Physiology (body temperature and hormone metabolism) and behavior (feeding and locomotion) exhibit a coordinated circadian rhythm. A protein complex containing the kinase mTOR (mTORC1) translates changes in nutrient availability to changes in cellular metabolism of proteins, lipids, and nucleic acids.
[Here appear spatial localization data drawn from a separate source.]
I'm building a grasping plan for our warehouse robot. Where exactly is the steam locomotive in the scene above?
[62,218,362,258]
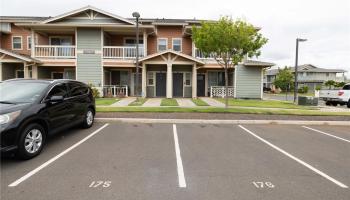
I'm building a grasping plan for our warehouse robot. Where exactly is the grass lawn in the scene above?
[160,99,179,106]
[97,107,350,116]
[128,98,147,106]
[95,98,119,106]
[216,98,315,110]
[192,98,209,106]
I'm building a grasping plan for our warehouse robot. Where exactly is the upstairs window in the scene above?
[158,38,168,51]
[173,38,182,52]
[12,36,22,50]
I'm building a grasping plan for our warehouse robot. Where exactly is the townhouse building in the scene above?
[0,6,274,98]
[264,64,346,91]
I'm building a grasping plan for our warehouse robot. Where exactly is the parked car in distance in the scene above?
[0,79,95,159]
[320,83,350,108]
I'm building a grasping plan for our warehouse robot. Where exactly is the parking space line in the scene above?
[238,125,348,188]
[173,124,186,188]
[8,124,108,187]
[302,126,350,143]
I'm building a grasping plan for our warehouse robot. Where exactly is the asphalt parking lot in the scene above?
[1,123,350,200]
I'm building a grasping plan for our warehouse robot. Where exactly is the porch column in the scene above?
[166,63,173,98]
[30,29,36,58]
[141,63,147,98]
[32,64,38,79]
[0,62,2,81]
[23,62,29,78]
[192,63,197,98]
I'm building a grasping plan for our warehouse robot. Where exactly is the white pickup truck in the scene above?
[320,84,350,108]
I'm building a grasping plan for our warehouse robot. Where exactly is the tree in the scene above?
[192,17,267,108]
[273,66,294,91]
[324,80,335,89]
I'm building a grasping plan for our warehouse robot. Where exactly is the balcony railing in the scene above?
[35,45,75,58]
[103,46,144,59]
[195,49,215,59]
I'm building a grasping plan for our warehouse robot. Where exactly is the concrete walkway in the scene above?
[110,97,136,107]
[176,98,196,107]
[142,98,162,107]
[200,97,225,107]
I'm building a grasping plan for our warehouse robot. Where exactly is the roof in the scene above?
[140,49,205,65]
[243,60,275,67]
[0,48,40,62]
[266,64,346,75]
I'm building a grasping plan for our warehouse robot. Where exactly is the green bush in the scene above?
[298,85,309,94]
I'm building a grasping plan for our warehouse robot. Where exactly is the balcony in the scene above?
[35,45,75,59]
[103,46,144,59]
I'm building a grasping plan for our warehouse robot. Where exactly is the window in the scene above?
[185,72,191,86]
[27,36,32,50]
[173,38,182,52]
[51,72,63,79]
[16,70,24,78]
[12,36,22,50]
[158,38,168,51]
[68,83,89,97]
[147,72,154,86]
[46,84,67,99]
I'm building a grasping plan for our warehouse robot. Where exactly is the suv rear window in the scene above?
[68,83,89,97]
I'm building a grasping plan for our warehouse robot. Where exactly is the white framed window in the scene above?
[16,70,24,78]
[12,36,22,50]
[147,72,154,86]
[157,38,168,52]
[49,36,73,46]
[27,36,32,50]
[172,38,182,52]
[185,72,192,86]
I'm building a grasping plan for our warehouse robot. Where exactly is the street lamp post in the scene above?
[132,12,140,96]
[294,38,307,103]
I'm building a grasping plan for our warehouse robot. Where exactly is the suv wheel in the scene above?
[17,124,46,159]
[83,108,95,128]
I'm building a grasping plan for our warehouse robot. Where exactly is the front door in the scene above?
[156,73,166,97]
[197,74,205,97]
[173,73,183,97]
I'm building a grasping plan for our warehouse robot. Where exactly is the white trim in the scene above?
[27,36,32,50]
[11,35,23,50]
[15,69,25,78]
[49,35,72,46]
[51,69,64,79]
[171,38,182,52]
[41,6,135,25]
[157,38,168,52]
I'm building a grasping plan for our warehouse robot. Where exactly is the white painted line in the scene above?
[173,124,186,188]
[302,126,350,143]
[8,124,108,187]
[238,125,348,188]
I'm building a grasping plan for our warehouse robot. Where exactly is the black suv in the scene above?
[0,79,95,159]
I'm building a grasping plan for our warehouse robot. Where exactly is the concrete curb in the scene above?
[95,118,350,126]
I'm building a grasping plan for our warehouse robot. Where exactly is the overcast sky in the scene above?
[0,0,350,75]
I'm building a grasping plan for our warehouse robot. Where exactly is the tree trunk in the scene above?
[225,63,228,109]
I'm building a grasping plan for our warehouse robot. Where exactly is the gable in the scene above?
[43,6,134,25]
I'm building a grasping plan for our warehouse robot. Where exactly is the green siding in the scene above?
[77,28,102,86]
[236,65,262,99]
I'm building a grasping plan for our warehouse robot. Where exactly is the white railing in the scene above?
[35,45,75,58]
[210,86,234,98]
[103,46,144,59]
[103,85,129,97]
[195,49,215,59]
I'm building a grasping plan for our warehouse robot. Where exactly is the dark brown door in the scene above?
[197,74,205,97]
[156,73,166,97]
[173,73,183,97]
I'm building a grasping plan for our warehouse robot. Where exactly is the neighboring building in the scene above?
[0,6,273,98]
[264,64,346,90]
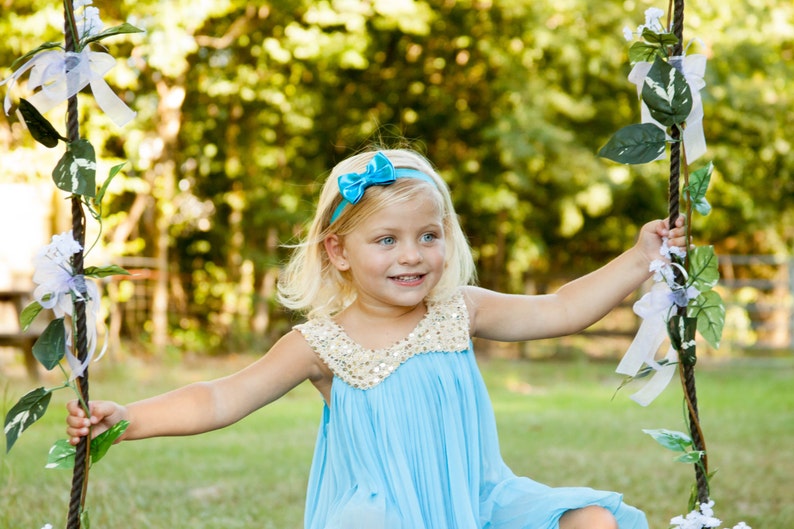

The tuberous sclerosis complex (TSC) composed of TSC1 and TSC2 inhibits mTORC1. The transcription factor PGC-1α, which is activated by mTORC1, affects metabolism by targeting genes involved in multiple biochemical and regulatory pathways, including increasing the expression of Fgf21, which encodes a secreted growth factor that is expressed in a circadian manner primarily in the liver. In mice, Fgf21 expression typically peaks at night when they are most active. Cornu et al. explored the connection between hepatic mTORC1 signaling and organismal physiology and behavior in mice with liver-specific knockout of Tsc1 (LKO-Tsc1). Compared with fasted control mice, fasted LKO-Tsc1 mice had constitutively active mTORC1 signaling, increased blood glucose, increased fatty acid oxidation associated with reduced hepatic triglycerides, reduced nocturnal body temperature and locomotor activity, and increased nocturnal expression of Pgc-1α and Fgf21 in the liver. Injection with the mTORC1 inhibitor rapamycin or genetic inhibition of Pgc-1α or Fgf21 decreased the amount of circulating FGF21 and reversed the metabolic and behavioral defects in LKO-Tsc1 mice. Fasted LKO-Tsc1 mice had decreased circulating and hepatic glutamine at night, consistent with the ability of mTORC1 to promote glutaminolysis, and injection of glutamine in LKO-Tsc1 mice reduced Fgf21 and Pgc-1α expression in the liver, reduced FGF21 concentration in circulation, and increased nocturnal body temperature. Thus, hepatic mTORC1 signaling activates glutaminolysis leading to carbon-depletion stress that promotes PGC-1α–dependent production of FGF21 that affects whole-body physiology.

M. Cornu, W. Oppliger, V. Albert, A. M. Robitaille, F. Trapani, L. Quagliata, T. Fuhrer, U. Sauer, L. Terracciano, M. N. Hall, Hepatic mTORC1 controls locomotor activity, body temperature, and lipid metabolism through FGF21. Proc. Natl. Acad. Sci. U.S.A. 111, 11592–11599 (2014). [Abstract] [Full Text]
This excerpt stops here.